My mom died when I was four, but I have never felt like she was far away. Two years ago, we unearthed her journals that she had started when she was 13 years old. Through them, I have gotten to know her in a way that I never could otherwise. This is her Wacky Wednesday story. Although it’s not an exact excerpt from her journal, and I may leave some parts out due to error of memory, it is otherwise a true story.
It was a warm Saturday in Italy, the perfect day to do exactly what I had come to Italy to do: paint. The morning was beautiful, and my host family was out of the house visiting some relatives for the day, so I had it all to myself. I sighed contently as I pulled out my paint and brushes, and set up my easel facing the window that overlooked a small garden. I knew exactly what I would paint today.
As I practiced swirling the colors in my mind, I realized that I didn’t have anything to rinse out my brushes in. I searched around the small room that I shared with my host sister, and finding nothing, I sat on my bed to think. As I stared out the window, racking my brain for a container that could hold murky water without worry of it getting ruined, I noticed a gelato stand out on the sidewalk. Figuring the man running the stand would have some sort of disposable container, I happily flew down the stairs to ask. I approached the older gentlemen with a smile on my face, and asked him in Italian if he had the sort of container that I was looking for. He held up an empty yogurt container with raised eyebrows, and I nodded excitedly. I was thrilled. So far, it was turning out to be the perfect painting day.

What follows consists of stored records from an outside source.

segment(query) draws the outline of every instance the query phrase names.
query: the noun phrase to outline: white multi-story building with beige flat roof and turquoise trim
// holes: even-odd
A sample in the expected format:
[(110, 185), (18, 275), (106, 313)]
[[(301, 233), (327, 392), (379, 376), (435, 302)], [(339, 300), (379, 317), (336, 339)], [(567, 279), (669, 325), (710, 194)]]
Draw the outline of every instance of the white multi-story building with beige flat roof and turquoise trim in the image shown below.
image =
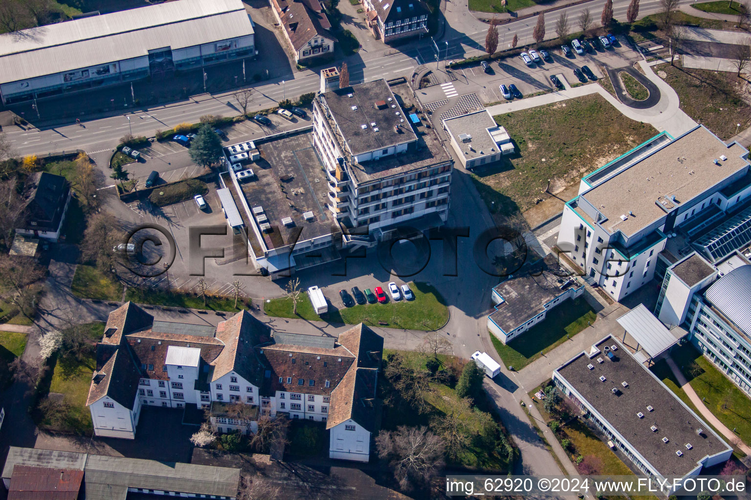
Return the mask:
[[(685, 255), (684, 234), (694, 238), (744, 206), (751, 195), (748, 153), (701, 125), (676, 139), (660, 133), (582, 179), (563, 208), (558, 247), (587, 280), (620, 300), (652, 280), (659, 253), (667, 249), (670, 263)], [(710, 235), (707, 251), (727, 255), (729, 246), (717, 241), (733, 230)]]

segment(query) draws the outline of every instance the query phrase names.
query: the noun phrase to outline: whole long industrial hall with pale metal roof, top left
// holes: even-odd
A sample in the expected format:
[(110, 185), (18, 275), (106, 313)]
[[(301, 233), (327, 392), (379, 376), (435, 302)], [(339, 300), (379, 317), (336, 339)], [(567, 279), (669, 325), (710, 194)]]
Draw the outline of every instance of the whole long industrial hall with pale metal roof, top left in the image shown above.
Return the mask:
[(255, 55), (241, 0), (177, 0), (0, 34), (5, 104)]

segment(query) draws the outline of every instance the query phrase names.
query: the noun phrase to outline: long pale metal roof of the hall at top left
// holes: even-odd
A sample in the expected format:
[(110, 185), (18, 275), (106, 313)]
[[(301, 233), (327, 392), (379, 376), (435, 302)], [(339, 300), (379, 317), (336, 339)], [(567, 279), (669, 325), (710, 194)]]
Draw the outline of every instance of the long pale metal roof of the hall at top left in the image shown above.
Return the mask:
[(241, 0), (177, 0), (0, 34), (0, 83), (253, 33)]

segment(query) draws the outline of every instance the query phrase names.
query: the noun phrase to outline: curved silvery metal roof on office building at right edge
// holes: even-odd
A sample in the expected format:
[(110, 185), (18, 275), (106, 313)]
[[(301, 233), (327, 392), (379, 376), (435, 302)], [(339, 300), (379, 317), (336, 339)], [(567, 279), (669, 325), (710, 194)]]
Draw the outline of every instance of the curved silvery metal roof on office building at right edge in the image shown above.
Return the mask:
[(704, 297), (738, 328), (751, 335), (751, 264), (735, 268), (712, 283)]

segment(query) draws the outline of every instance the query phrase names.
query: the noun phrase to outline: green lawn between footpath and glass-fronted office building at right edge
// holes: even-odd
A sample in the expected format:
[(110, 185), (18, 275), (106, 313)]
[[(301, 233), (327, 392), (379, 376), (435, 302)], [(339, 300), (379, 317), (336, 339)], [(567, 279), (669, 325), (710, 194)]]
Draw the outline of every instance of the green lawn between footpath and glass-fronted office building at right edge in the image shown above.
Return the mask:
[[(680, 367), (698, 397), (705, 398), (704, 405), (728, 429), (735, 429), (745, 443), (751, 442), (751, 401), (740, 388), (720, 372), (711, 361), (704, 358), (691, 344), (676, 347), (671, 357)], [(696, 364), (698, 369), (692, 370)]]

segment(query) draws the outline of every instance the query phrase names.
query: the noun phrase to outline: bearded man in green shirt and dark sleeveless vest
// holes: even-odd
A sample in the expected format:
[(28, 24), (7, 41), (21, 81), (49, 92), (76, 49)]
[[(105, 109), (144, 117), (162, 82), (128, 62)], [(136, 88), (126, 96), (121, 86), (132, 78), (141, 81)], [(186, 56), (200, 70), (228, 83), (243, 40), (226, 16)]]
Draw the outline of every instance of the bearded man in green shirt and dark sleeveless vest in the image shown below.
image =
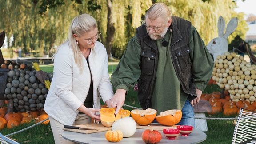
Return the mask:
[(172, 16), (163, 3), (153, 4), (128, 43), (111, 78), (116, 113), (126, 92), (138, 82), (143, 109), (157, 113), (182, 110), (180, 125), (195, 126), (193, 106), (212, 76), (213, 59), (191, 22)]

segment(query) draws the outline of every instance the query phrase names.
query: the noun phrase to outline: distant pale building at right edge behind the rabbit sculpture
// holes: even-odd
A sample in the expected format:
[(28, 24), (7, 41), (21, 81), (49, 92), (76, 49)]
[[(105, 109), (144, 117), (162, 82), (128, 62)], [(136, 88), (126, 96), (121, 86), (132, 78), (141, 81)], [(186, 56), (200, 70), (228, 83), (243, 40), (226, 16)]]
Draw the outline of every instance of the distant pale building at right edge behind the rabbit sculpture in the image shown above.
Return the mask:
[(246, 32), (245, 41), (256, 44), (256, 20), (248, 23), (249, 30)]

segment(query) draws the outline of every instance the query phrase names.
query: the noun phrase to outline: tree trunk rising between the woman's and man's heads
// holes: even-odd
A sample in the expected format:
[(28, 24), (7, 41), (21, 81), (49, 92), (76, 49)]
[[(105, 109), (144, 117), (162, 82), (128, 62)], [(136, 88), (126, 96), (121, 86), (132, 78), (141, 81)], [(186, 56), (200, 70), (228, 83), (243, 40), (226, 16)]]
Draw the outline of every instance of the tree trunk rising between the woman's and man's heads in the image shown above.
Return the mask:
[(108, 24), (107, 24), (107, 39), (105, 42), (108, 57), (111, 56), (111, 49), (114, 41), (114, 34), (116, 29), (114, 28), (113, 15), (112, 15), (112, 2), (107, 0), (108, 3)]

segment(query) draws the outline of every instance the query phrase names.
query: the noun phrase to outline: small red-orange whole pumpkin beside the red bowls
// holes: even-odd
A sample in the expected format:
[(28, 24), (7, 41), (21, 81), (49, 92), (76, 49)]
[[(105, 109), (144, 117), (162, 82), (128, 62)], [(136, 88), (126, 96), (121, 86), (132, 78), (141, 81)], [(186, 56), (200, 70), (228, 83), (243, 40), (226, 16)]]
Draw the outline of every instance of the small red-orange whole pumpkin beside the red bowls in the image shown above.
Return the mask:
[(142, 140), (146, 144), (156, 144), (159, 143), (162, 139), (162, 135), (159, 131), (153, 130), (152, 126), (148, 125), (150, 127), (150, 130), (147, 129), (144, 132), (142, 132)]

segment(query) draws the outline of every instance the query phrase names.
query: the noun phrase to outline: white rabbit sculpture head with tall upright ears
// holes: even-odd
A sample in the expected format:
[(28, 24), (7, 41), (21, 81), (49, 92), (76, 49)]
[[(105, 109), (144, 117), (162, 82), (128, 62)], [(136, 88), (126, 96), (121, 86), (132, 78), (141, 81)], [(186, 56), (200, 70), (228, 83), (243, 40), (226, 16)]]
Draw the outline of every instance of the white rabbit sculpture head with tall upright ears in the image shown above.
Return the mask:
[(219, 17), (219, 20), (218, 20), (219, 37), (216, 37), (213, 40), (211, 40), (209, 44), (207, 44), (206, 46), (208, 51), (213, 55), (214, 60), (216, 60), (216, 57), (218, 55), (222, 55), (225, 52), (228, 52), (227, 38), (229, 35), (232, 34), (232, 32), (236, 30), (237, 23), (238, 23), (237, 17), (232, 18), (227, 25), (226, 32), (224, 33), (226, 24), (225, 24), (224, 18), (222, 16)]

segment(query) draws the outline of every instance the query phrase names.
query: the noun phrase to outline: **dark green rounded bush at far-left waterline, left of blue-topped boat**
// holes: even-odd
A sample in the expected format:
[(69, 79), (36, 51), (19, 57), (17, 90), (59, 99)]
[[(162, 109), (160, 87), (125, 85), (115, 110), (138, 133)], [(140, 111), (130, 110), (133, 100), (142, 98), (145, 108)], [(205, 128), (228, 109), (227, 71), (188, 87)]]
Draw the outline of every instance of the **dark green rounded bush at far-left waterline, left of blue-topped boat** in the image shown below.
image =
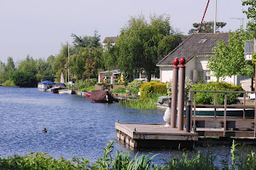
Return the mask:
[(31, 72), (15, 71), (13, 80), (16, 86), (22, 88), (37, 87), (37, 77)]

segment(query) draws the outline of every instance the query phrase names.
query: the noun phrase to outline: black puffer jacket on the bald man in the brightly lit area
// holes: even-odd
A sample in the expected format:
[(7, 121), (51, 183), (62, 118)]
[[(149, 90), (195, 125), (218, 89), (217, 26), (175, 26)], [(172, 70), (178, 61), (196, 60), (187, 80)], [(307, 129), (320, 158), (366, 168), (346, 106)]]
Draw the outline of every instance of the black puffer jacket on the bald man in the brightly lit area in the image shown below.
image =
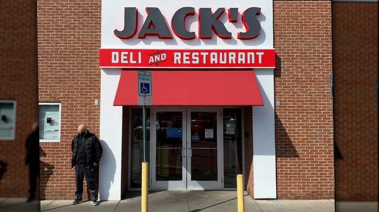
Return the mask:
[[(76, 163), (76, 156), (78, 152), (78, 141), (79, 141), (79, 134), (76, 135), (72, 141), (71, 141), (71, 151), (72, 151), (72, 157), (71, 157), (71, 168), (75, 166)], [(87, 155), (87, 163), (88, 165), (92, 165), (93, 162), (99, 164), (100, 159), (103, 155), (103, 147), (97, 138), (97, 136), (93, 133), (90, 133), (87, 130), (87, 134), (84, 138), (85, 144), (86, 144), (86, 155)]]

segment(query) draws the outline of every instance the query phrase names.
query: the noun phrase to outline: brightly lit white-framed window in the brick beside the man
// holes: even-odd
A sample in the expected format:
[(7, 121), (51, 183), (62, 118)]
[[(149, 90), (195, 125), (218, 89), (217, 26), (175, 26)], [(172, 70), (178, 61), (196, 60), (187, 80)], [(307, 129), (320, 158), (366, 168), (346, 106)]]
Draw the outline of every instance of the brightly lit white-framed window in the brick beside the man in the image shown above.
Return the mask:
[(59, 142), (61, 134), (61, 103), (39, 103), (40, 142)]

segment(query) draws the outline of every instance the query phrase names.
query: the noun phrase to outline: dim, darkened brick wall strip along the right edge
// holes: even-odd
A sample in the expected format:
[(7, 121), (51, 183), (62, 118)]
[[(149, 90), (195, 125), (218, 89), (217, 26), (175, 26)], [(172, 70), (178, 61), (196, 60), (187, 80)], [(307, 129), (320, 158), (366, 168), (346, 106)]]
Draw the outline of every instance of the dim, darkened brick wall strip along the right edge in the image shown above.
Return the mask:
[(378, 200), (378, 2), (333, 2), (336, 200)]

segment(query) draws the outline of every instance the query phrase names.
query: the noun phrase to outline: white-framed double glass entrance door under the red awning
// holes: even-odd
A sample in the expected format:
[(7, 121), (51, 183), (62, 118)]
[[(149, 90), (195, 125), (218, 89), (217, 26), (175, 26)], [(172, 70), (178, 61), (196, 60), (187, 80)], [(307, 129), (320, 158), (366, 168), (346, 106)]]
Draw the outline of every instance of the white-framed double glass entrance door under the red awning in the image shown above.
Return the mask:
[(152, 189), (222, 189), (221, 109), (152, 110)]

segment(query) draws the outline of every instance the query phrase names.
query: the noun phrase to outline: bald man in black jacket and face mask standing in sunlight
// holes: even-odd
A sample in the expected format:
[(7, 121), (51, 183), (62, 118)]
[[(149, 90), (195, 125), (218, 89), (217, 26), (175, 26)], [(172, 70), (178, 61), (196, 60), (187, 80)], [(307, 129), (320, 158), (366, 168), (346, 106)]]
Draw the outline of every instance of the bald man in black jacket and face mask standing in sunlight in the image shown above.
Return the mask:
[(99, 139), (93, 133), (87, 130), (85, 124), (80, 124), (78, 127), (78, 135), (74, 136), (71, 142), (71, 168), (75, 167), (75, 201), (73, 205), (83, 202), (83, 180), (86, 178), (88, 190), (90, 192), (91, 202), (93, 205), (99, 205), (97, 201), (95, 167), (103, 154), (103, 148)]

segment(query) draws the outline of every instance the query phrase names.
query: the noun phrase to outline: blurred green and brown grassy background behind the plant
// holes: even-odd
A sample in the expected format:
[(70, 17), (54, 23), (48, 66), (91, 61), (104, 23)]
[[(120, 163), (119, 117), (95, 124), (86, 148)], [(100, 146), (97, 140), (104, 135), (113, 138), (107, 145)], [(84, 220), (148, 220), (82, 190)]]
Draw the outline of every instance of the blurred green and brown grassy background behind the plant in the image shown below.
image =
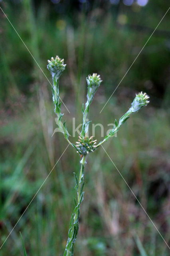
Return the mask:
[[(66, 70), (60, 96), (71, 134), (81, 123), (86, 77), (103, 80), (89, 119), (107, 124), (145, 91), (150, 104), (132, 115), (104, 148), (163, 238), (170, 240), (169, 12), (101, 114), (99, 112), (169, 7), (168, 0), (8, 0), (0, 7), (51, 82), (47, 59), (59, 55)], [(0, 244), (67, 146), (55, 133), (51, 85), (0, 10)], [(109, 126), (109, 128), (111, 128)], [(90, 127), (91, 129), (91, 127)], [(52, 136), (52, 137), (51, 137)], [(78, 136), (78, 135), (77, 135)], [(100, 127), (96, 138), (101, 140)], [(71, 138), (75, 142), (77, 138)], [(59, 256), (73, 210), (73, 172), (79, 156), (69, 146), (0, 249), (0, 256)], [(103, 148), (85, 166), (75, 256), (168, 256), (169, 249)]]

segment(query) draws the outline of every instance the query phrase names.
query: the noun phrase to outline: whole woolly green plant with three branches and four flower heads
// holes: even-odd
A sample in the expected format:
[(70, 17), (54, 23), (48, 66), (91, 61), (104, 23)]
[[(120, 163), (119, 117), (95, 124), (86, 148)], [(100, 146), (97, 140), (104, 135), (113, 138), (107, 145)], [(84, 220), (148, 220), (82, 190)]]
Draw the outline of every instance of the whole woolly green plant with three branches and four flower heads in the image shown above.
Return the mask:
[(83, 112), (83, 126), (81, 130), (81, 136), (79, 136), (78, 142), (76, 142), (76, 145), (71, 143), (68, 139), (69, 133), (67, 131), (65, 122), (61, 122), (61, 118), (63, 117), (63, 114), (61, 114), (61, 102), (59, 103), (59, 77), (61, 76), (62, 72), (65, 70), (66, 64), (64, 64), (64, 60), (60, 59), (58, 56), (55, 58), (51, 58), (51, 60), (48, 60), (48, 66), (47, 68), (50, 70), (52, 78), (53, 78), (53, 103), (55, 105), (55, 114), (57, 115), (57, 125), (60, 132), (63, 133), (64, 138), (67, 140), (67, 142), (73, 146), (77, 152), (81, 155), (81, 169), (79, 173), (79, 179), (77, 179), (76, 174), (75, 175), (75, 189), (77, 190), (77, 200), (74, 198), (74, 204), (75, 208), (73, 211), (73, 214), (71, 215), (70, 220), (70, 226), (69, 226), (69, 233), (68, 233), (68, 240), (67, 245), (65, 248), (65, 252), (63, 256), (73, 256), (73, 246), (75, 243), (75, 240), (77, 238), (78, 230), (79, 230), (79, 214), (80, 214), (80, 204), (83, 201), (83, 188), (84, 188), (84, 164), (85, 164), (85, 158), (86, 155), (90, 152), (94, 152), (101, 144), (103, 144), (105, 141), (107, 141), (109, 138), (115, 136), (115, 134), (119, 131), (122, 124), (124, 124), (128, 118), (130, 117), (131, 113), (137, 112), (142, 107), (146, 106), (149, 103), (149, 96), (144, 92), (140, 92), (136, 94), (136, 97), (134, 98), (131, 107), (129, 110), (119, 119), (119, 123), (115, 119), (115, 124), (113, 126), (113, 129), (109, 132), (108, 135), (105, 136), (104, 140), (99, 142), (99, 144), (96, 144), (96, 140), (93, 140), (93, 136), (89, 138), (88, 129), (89, 129), (89, 122), (86, 122), (87, 114), (89, 113), (89, 106), (91, 102), (93, 101), (93, 97), (97, 91), (97, 88), (100, 86), (102, 80), (100, 78), (100, 75), (97, 75), (93, 73), (93, 75), (89, 75), (87, 77), (87, 102), (82, 106), (82, 112)]

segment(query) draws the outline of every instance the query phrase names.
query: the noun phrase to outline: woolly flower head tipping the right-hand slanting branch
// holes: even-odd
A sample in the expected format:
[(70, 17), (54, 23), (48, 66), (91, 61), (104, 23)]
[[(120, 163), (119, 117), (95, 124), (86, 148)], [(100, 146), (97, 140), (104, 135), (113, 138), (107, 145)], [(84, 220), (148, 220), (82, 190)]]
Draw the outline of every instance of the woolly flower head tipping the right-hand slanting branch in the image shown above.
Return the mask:
[(136, 97), (134, 98), (131, 106), (131, 111), (136, 112), (140, 110), (140, 108), (146, 106), (149, 103), (149, 96), (146, 94), (146, 92), (139, 92), (136, 94)]

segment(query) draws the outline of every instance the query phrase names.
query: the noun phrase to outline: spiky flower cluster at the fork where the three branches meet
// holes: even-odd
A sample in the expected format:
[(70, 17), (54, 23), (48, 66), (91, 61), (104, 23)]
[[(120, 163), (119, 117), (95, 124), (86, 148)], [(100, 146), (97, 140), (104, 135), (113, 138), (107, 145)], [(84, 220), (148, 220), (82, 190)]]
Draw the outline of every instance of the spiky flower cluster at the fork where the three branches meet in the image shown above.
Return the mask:
[(76, 147), (79, 149), (77, 152), (83, 156), (93, 152), (96, 149), (96, 141), (93, 140), (93, 136), (90, 138), (87, 135), (85, 137), (79, 136), (79, 140), (76, 142)]

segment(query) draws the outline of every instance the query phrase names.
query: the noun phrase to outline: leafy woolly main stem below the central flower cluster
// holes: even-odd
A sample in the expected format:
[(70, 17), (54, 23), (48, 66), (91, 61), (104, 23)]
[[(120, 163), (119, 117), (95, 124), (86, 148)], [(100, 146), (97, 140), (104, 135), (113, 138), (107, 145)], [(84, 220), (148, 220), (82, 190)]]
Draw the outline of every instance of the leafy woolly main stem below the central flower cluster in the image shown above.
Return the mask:
[(65, 252), (63, 256), (73, 256), (73, 246), (75, 240), (77, 238), (78, 230), (79, 230), (79, 214), (80, 214), (80, 204), (83, 201), (83, 187), (84, 187), (84, 164), (85, 164), (86, 156), (83, 156), (81, 161), (81, 169), (79, 174), (79, 180), (77, 180), (77, 176), (75, 175), (76, 185), (75, 188), (77, 190), (77, 200), (74, 198), (75, 208), (73, 214), (71, 215), (69, 232), (68, 232), (68, 240), (67, 245), (65, 247)]

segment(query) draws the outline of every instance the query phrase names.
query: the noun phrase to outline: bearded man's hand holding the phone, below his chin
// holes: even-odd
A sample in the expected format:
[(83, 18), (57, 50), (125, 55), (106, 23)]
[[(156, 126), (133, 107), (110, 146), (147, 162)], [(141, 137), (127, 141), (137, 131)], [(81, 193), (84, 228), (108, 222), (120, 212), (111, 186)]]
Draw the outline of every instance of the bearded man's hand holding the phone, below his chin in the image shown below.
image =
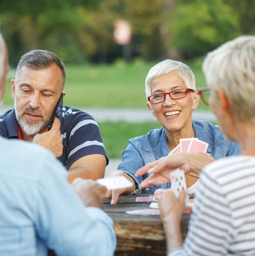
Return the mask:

I was about to grab the cup and dash upstairs again, when habit had me pulling out my purse and asking the man how much I owed him for the empty yogurt cup.
With a twinkle in his eye, he said that there would be no charge if I spent the night with him. As in slept with him. I was stunned, and he laughed at my shock. I expected it from a younger man, but this one was going on fifty! In frustration, I tore the cup away from him, which made him snicker louder, and stomped up the stairs, slamming the door behind me. I buried my head deep into my pillow and screamed so loud that I am pretty sure the pillow did little to muffle the noise. I didn’t care. I was sick of this country and their sex jokes. I was sick of being shocked by men because of my innocence. The nerve of that guy, joking about something like that!! I no longer had any desire to paint. As I was shoving my brushes in the yogurt cup, it occurred that I had probably one of the most expensive used yogurt cups in the world, worth a price that I would never pay.